時序商務（所有VALUE NEW值7秒到7毫秒的優化之旅）- 阿裡雲RDS PostgreSQL最佳實踐

最後更新：2018-05-24 來源：互聯網

上載者：User

創建阿里雲帳戶，並獲得超過 40 款產品的免費試用版；而企業帳戶則可以享有總值 $1200 的免費試用版。立即註冊！

摘要： 標籤PostgreSQL , 時序資料庫, 時序, 滑動視窗, 遞迴查詢, subquery , 視窗查詢, 求最新值幕後在很多場景中，都會有資料合併、清洗的需求。例如：1、記錄了表的變更明細(insert,update,delete)，需要合併明細，從明細中快速取到每個PK的最新值。

幕後

在很多場景中，都會有資料合併、清洗的需求。

例如：

1、記錄了表的變更明細(insert,update,delete)，需要合併明細，從明細中快速取到每個PK的最新值。

2、有很多感應器，不斷的在上報資料，要快速的取出每個感應器的最新狀態。

對於這類需求，可以使用視窗查詢，但是如何加速，如何快速的取出批量資料呢？

PostgreSQL是最進階的開來源資料庫，優化方法之多，超乎你的想像。

時序資料取值優化

1、唯一值較少時，並且唯一值範圍未知時，使用遞迴。

方法如下：

《PostgrSQL遞迴SQL的幾個套用 - 極客與正常人的思維》

《時序資料合併場景加速剖析和實現 - 複合索引，視窗分組查詢加速，變態遞迴加速》

2、唯一值較少時，並且唯一值範圍確定時，使用subquery。

方法如下：

《PostgreSQL海量時序資料(任意滑動視窗即時統計剖析) - 感應器、人群、物體等物件追蹤》

3、唯一值較多時，1 使用視窗查詢，比前面的方法更加適合。

4、唯一值較多時，2 使用流式計算，比方法3更加優秀。

方法如下：

《(流式、lambda、觸發程序)即時處理大比拼 - 物聯網(IoT)金融,時序處理最佳實踐》

本文將對前三種方法做一個比較。

方法4 流計算就不用比了，因為它什麼時候都是最強大的。通殺所有場景。等pipelineDB 外掛程式化吧，阿裡雲RDS PG 10會整合pipelineDB的功能。

遞迴 vs subquery vs 視窗

以500萬資料為例，對比這幾種方法的調整場景。

1 遞迴

場景一、唯一值較多(100萬唯一值)

1、建表

	iming

drop table test;

create unlogged table test(id int , info text, crt_time timestamp);

2、建構資料

insert into test select ceil(random()*1000000), md5(random()::text), clock_timestamp() from generate_series(1,5000000);

3、建立索引

create index idx_test_1 on test (id, crt_time desc);

4、遞迴查詢效率

explain (analyze,verbose,timing,costs,buffers) with recursive skip as (

select test as v from test where id in (select id from test where id is not null order by id,crt_time desc limit 1) limit 1

union all

select (

select t as v from test t where t.id>(s.v).id and t.id is not null order by id,crt_time desc limit 1

) from skip s where (s.v).id is not null

)--這裡的where (s.v).id is not null一定要加,否則就閉環了.

select (t.v).id, (t.v).info, (t.v).crt_time from skip t where t.* is not null;

QUERY PLAN

--------------------------------------------------------------------------------------------------------------------------------------------------------------------------------------

CTE Scan on skip t(cost=54.35..56.37 rows=100 width=44) (actual time=0.042..6626.084 rows=993288 loops=1)

Output: (t.v).id, (t.v).info, (t.v).crt_time

Filter: (t.* IS NOT NULL)

Rows Removed by Filter: 1

Buffers: shared hit=3976934

CTE skip

->Recursive Union(cost=0.91..54.35 rows=101 width=69) (actual time=0.034..6006.615 rows=993289 loops=1)

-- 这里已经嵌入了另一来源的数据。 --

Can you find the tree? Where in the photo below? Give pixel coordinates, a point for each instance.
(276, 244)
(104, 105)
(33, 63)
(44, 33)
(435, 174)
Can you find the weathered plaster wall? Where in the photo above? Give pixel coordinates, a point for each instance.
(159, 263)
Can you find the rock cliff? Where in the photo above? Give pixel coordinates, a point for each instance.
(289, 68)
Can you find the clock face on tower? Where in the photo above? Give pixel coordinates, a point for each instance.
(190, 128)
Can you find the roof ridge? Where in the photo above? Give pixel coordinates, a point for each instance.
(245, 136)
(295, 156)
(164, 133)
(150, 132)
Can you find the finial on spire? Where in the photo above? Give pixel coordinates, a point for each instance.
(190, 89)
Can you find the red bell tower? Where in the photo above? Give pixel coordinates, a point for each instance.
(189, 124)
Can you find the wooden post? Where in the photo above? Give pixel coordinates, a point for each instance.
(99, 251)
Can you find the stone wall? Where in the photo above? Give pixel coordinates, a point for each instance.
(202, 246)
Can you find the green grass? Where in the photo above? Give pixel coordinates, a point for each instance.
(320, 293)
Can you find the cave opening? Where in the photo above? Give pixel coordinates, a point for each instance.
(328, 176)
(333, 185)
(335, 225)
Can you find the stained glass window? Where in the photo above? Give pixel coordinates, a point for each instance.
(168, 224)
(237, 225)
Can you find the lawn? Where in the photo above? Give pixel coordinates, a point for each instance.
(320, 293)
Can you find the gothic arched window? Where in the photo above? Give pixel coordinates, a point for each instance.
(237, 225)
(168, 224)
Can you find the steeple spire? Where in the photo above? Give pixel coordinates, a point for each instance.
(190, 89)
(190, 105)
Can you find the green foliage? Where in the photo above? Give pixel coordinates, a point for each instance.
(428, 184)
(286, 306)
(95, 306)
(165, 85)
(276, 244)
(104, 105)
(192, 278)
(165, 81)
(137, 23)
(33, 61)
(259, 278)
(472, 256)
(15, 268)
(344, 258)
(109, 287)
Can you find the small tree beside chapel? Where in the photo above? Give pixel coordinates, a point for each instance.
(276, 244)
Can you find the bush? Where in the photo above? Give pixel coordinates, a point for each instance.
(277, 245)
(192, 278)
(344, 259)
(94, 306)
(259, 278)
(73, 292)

Buffers: shared hit=3976934

->Limit(cost=0.91..0.93 rows=1 width=69) (actual time=0.033..0.033 rows=1 loops=1)

Output: test.*

Buffers: shared hit=8

->Nested Loop(cost=0.91..10.19 rows=500 width=69) (actual time=0.032..0.032 rows=1 loops=1)

Output: test.*

Buffers: shared hit=8

->HashAggregate(cost=0.48..0.49 rows=1 width=4) (actual time=0.021..0.021 rows=1 loops=1)

Output: test_1.id

Group Key: test_1.id

Buffers: shared hit=4

->Limit(cost=0.43..0.47 rows=1 width=12) (actual time=0.016..0.016 rows=1 loops=1)

Output: test_1.id, test_1.crt_time

Buffers: shared hit=4

->Index Only Scan using idx_test_1 on public.test test_1(cost=0.43..173279.36 rows=5000002 width=12) (actual time=0.015..0.015 rows=1 loops=1)

Output: test_1.id, test_1.crt_time

Index Cond: (test_1.id IS NOT NULL)

Heap Fetches: 1

Buffers: shared hit=4

->Index Scan using idx_test_1 on public.test(cost=0.43..9.64 rows=6 width=73) (actual time=0.009..0.009 rows=1 loops=1)

Output: test.*, test.id

Index Cond: (test.id = test_1.id)

Buffers: shared hit=4

->WorkTable Scan on skip s(cost=0.00..5.14 rows=10 width=32) (actual time=0.006..0.006 rows=1 loops=993289)

Output: (SubPlan 1)

Filter: ((s.v).id IS NOT NULL)

Rows Removed by Filter: 0

Buffers: shared hit=3976926

SubPlan 1

->Limit(cost=0.43..0.49 rows=1 width=81) (actual time=0.005..0.005 rows=1 loops=993288)

Output: t_1.*, t_1.id, t_1.crt_time

Buffers: shared hit=3976926

->Index Scan using idx_test_1 on public.test t_1(cost=0.43..102425.17 rows=1666667 width=81) (actual time=0.005..0.005 rows=1 loops=993288)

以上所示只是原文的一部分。